No medical procedure is entirely without risk, and MOCA is no exception. However, the overall safety profile is very good. Reported complications include:
- Bruising and tenderness along the treated vein (common, resolves within weeks)
- Skin staining (hyperpigmentation) over the treated area — more likely in darker skin tones and usually fades over months
- Phlebitis — inflammation of the treated vein — which can cause localised redness and warmth
- Incomplete closure — in some cases, the vein may not close fully on the first treatment and a repeat session may be needed
- Deep vein thrombosis — rare, but possible; this is why walking after the procedure is encouraged
- Allergic reaction to the sclerosant — very rare
The success rates for MOCA are comparable to thermal ablation techniques, with studies showing vein closure rates of over 90% at one year. Long-term data continues to accumulate as the technique is relatively newer than laser or RFA, but early results are very encouraging.
MOCA vs. Other Varicose Vein Treatments: A Quick Comparison
| Feature | Surgical Stripping | Laser/RFA | MOCA |
| Anaesthesia | General | Tumescent (many injections) | Local (single point) |
| Heat used | No | Yes | No |
| Hospital stay | Yes | Day case | Outpatient clinic |
| Return to work | 2–4 weeks | 1–5 days | 1–2 days |
| Nerve injury risk | Moderate | Low-moderate | Very low |
| Needle burden | Moderate | High | Very low |
| Suitability for all veins | Yes | Most | Most |
What Does the Evidence Say?
MOCA has been evaluated in several clinical studies, and the results are reassuring. The MARADONA trial — one of the more widely referenced studies on this technique — compared MOCA with radiofrequency ablation and found that MOCA was associated with less post-procedural pain and equivalent clinical outcomes in terms of vein closure and quality-of-life improvement.
Patients consistently report high satisfaction scores, particularly relating to the comfort of the procedure and the rapid return to normal life. The reduction in procedure-related pain — largely a result of eliminating tumescent anaesthesia — is among the most frequently cited advantages in patient feedback.
Finding the Right Specialist
If MOCA sounds like something you’d like to explore, the starting point is a consultation with a vascular surgeon or interventional radiologist who has experience with the full range of endovenous treatments. A good specialist won’t push any single method — they’ll assess your anatomy, listen to your symptoms, and recommend the treatment most likely to give you the best outcome.
Ask whether your clinic offers duplex ultrasound-guided assessment, and whether they have performed MOCA specifically. Experience with the ClariVein device matters — like all catheter-based procedures, technique and familiarity count.
Final Thoughts
Varicose veins are incredibly common, but the discomfort and self-consciousness they bring are no less real for that. The good news is that treatment has never been more accessible, effective, or comfortable than it is today.
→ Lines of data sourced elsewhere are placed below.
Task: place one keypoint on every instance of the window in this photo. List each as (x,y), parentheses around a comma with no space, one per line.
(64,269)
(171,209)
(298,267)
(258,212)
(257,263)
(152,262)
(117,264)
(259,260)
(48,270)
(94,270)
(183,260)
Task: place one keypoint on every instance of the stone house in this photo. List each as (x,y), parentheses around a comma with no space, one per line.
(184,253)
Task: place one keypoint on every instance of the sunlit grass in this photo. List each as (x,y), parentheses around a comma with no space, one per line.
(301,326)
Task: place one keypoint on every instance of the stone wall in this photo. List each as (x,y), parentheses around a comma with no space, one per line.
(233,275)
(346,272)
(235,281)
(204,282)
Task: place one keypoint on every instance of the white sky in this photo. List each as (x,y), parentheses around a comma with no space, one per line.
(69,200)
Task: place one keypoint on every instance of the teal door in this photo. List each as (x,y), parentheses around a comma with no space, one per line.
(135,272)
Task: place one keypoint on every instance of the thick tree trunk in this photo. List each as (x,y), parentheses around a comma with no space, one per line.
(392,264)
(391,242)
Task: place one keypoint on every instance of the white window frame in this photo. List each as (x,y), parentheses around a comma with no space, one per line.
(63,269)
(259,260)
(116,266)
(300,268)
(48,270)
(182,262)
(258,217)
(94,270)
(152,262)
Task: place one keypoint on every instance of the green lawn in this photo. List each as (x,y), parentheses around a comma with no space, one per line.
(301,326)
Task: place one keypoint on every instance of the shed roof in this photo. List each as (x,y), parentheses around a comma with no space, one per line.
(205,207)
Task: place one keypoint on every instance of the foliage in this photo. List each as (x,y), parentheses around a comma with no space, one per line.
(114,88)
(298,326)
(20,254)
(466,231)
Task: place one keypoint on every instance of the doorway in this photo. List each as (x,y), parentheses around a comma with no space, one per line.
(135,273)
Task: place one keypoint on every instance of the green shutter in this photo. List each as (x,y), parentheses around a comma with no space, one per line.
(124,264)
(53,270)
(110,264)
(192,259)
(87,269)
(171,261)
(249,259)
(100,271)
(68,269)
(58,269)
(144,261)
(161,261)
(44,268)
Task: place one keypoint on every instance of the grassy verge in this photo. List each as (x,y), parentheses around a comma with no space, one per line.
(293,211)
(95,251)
Mechanochemical ablation represents a genuinely meaningful advance — not because it’s dramatically better than laser or RFA in terms of outcomes, but because it makes the experience of treatment substantially more comfortable for patients. Fewer injections, no heat, no sedation, and a quick return to everyday life. For the right patient, it’s hard to argue with that combination.
If your legs are telling you something isn’t right, it’s worth listening to. A proper assessment might reveal that there’s a straightforward solution — and it might be a lot less daunting than you imagined.
Always consult a qualified vascular specialist before making any decisions about varicose vein treatment. This article is for informational purposes only and does not constitute medical advice.